Just weeks before, I had been lamenting the emptiness of our nest after being in a neighbor’s home with Legos and pancakes and two delightful children who showed me their new backpacks. The experience cut through whatever protective dam I’d erected with my busyness and I came home to my husband with a stream of questions and tears, “I just hope I took it all in. I hope I’m remembering all of it.” My reflections were intensified several days later when we traded in our minivan and I physically wrapped my arms around its hood, best I could, to give it a final hug. Its 205,000 miles contained memories of the uncountable mundane and meaningful outings that filled our last decade.

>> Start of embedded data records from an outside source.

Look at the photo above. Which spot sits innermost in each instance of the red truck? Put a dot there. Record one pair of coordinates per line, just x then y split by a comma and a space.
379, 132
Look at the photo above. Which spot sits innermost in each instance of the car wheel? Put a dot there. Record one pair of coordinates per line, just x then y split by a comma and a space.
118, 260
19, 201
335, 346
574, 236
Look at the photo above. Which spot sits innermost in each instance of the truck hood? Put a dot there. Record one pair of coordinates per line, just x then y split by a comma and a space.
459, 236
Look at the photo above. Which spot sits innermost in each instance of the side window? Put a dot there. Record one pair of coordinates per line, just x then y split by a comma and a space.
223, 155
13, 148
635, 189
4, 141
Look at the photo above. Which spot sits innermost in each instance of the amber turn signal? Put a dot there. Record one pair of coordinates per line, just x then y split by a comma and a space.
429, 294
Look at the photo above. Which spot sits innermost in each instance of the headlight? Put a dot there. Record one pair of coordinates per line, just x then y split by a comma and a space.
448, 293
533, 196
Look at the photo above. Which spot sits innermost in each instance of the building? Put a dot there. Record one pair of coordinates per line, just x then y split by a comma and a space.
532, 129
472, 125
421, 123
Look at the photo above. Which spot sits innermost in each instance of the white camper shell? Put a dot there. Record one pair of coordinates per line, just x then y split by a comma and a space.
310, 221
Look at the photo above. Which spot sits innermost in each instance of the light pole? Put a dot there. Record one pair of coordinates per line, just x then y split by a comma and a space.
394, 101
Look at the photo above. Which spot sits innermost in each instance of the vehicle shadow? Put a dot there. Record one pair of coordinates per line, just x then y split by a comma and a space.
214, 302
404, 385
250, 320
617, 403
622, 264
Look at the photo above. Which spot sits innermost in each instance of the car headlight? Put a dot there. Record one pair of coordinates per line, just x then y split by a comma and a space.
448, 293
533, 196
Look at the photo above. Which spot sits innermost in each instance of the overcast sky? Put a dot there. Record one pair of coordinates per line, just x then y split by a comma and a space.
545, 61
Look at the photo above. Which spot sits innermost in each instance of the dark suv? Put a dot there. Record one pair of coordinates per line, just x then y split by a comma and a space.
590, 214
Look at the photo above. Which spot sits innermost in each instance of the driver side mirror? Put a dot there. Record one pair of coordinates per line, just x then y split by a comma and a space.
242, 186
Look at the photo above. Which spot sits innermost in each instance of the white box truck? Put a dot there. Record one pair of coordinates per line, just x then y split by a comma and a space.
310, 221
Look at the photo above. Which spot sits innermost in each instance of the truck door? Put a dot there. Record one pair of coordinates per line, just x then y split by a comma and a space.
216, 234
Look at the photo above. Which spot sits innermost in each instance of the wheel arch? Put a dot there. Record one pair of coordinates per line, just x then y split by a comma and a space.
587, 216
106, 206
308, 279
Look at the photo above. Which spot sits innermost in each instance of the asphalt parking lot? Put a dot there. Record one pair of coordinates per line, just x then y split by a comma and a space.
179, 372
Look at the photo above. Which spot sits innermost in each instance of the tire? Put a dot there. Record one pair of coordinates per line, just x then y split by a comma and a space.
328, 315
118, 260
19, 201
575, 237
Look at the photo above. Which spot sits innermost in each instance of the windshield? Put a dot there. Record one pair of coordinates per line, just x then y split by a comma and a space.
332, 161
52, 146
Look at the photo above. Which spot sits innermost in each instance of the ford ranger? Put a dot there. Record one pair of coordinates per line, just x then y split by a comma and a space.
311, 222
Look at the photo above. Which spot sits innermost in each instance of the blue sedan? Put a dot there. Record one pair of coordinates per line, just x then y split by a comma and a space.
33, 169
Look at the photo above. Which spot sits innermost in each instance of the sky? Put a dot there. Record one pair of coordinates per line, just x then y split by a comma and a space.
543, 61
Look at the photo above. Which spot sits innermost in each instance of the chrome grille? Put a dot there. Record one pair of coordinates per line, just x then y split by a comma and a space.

In these months, we’ve been able to re-live some of these memories and family traditions. We inflated a dusty ball to play four-square in the driveway, pulled out board games, ate cookie dough off the beaters, and debated the state of the world. We had an Easter egg event of sorts with generic jelly beans from the drug store drive-through. I made up a scavenger hunt with dumb rhyming clues, but the kids went along. They’ve also put up with my excitement about getting to be a mom again in ways that are helpful to no one. I’ve reminded them when their classes start, and articulated my worry for the details of their life that require no worry. It’s been so wonderfully familiar.
Of course, I’ve also had moments of groaning about the constancy of dirty dishes and the inconvenient shuffling around of spaces in our house to accommodate four people’s online schedules. In the midst of the hubbub, however, I’ve gotten voyeuristic glimpses into the people my children are becoming. As I overhear my son giving feedback on other students’ scripts and watch my daughter choreograph in our make-shift garage dance space, I’m noticing all the moments that wouldn’t be captured in a FaceTime call.
Along with feeling grateful, the psychologist in me feels concerned, in a petty way, for what melt down awaits me in these next months. I hear other moms in this situation admitting the same thing. For those of us who weren’t good candidates for becoming empty nesters the first time around, we fear we’ll be worse off this time. The pandemic has proven to be a revealer. At a national level, it has contributed to a heightened awareness and outrage about our country’s racial inequities. In more subtle ways, it has caused many of us to question how we spend our time and what we most value. For me, there’s been a dangerous inner voice questioning this stage of life: “You really thought you’d be okay with your kids going far away to college? Wouldn’t you be happier having them home?”
I keep reminding myself to appreciate these unexpected days and to pay attention so I have honest answers when I next question myself. Yes, I’m taking it all in as much as I can, and although I think I’d be happier if I could be laminated to my children’s lives—if such a thing were possible—I love that my kids will get to return to college to pursue their passions.
I’m also reminding myself that I have my own life to return to, and that if in-person classes resume this fall my calendar can be filled, once again, with other types of meaningful activities. Fingers crossed for all of us facing the re-emptying of our nests, that we can find just the right sources of comfort and inspiration.